Lets say that a company's internal NTC servers include several sources for reliability and redundancy. Much like Google DNS, perhaps one of the sources is Google NTP, while another is derived from the NTP pool. How do you expect the NTP daemon to behave in this situation? It will certainly be able to observe a 500ms difference between its source timeservers.

[oasisbob]

Both of those examples strike me as very contrived.

I can't think of anyone who cares that much about timekeeping who isn't running their own internal NTP infrastructure.

Google's Spanner requires accurate global time, so they deployed GPS and atomic clocks. Same for CDMA. There are some applications for high-resolution time (eg finance), so protocols like PTP exist.

A smeared NTP source in an otherwise normal list of time sources doesn't seem like that big of a deal either - eventually the daemon is just going to mark it as a falseticker and life goes on.

[subway]

Everywhere Google documents the service, they clearly state you should not mix their smearing NTP servers with non-smearing NTP servers.

[oasisbob]

I'm not convinced it would do anything harmful, so long as you have enough NTP sources (which you should have anyway).

From their FAQ:

> We recommend that you do not mix smeared and non-smeared NTP servers. The results during a leap second may be unpredictable.

I read that as a soft SHOULD NOT, not MUST NOT. Would be a fun exercise to try doing it intentionally with common NTP implementations and see what happens.

[detaro]

first example: ok, yes, if they offer the DB as a service, that would be bad.

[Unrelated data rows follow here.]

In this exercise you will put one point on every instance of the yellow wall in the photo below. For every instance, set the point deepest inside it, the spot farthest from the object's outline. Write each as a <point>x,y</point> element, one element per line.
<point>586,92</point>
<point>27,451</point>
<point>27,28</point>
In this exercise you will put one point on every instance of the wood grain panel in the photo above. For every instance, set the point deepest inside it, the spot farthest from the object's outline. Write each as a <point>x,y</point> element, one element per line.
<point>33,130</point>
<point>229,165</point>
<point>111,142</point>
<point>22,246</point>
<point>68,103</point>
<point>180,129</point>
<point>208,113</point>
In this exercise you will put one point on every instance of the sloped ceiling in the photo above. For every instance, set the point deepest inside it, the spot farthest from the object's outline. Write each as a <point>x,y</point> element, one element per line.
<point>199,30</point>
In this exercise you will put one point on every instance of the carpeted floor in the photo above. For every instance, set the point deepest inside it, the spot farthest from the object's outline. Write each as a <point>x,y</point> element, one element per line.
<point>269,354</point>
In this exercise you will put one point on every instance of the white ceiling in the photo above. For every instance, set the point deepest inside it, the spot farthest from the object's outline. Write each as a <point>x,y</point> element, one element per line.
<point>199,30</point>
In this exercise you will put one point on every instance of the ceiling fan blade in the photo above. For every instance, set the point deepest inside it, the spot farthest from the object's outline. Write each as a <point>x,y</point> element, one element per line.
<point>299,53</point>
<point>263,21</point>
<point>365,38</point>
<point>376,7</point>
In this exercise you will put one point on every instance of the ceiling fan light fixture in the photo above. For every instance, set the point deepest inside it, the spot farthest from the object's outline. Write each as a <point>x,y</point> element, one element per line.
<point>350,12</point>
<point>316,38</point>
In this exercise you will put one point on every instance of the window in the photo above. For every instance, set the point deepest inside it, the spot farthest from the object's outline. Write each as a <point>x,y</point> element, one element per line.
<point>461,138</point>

If you run it on a VM it's IMHO your responsibility to make sure your time sensitive database nodes have shared time.

Same for the second example, interesting point for SaaS scenario, although it seems like that could break through normal deviations already.

EDIT: ok, the blog post actually mentions "local clocks in sync with VM instances running on Google Compute Engine", my bad. Not sure what to think about that. In comparison, Amazon recommends running NTP on your VMs and their Linux AMIs come with pool.ntp.org configured as default. </edit>

Third: It's going to figure out some solution (if Google is only one source it's probably going to drop it as faulty), but you probably should not have added a time source that's officially documented to not strictly follow standards. It's not like Google offered a NTP service for years and now suddenly switched how it works.

I guess I underestimate the amount of trust people put into random time sources: practice is probably messier than theory.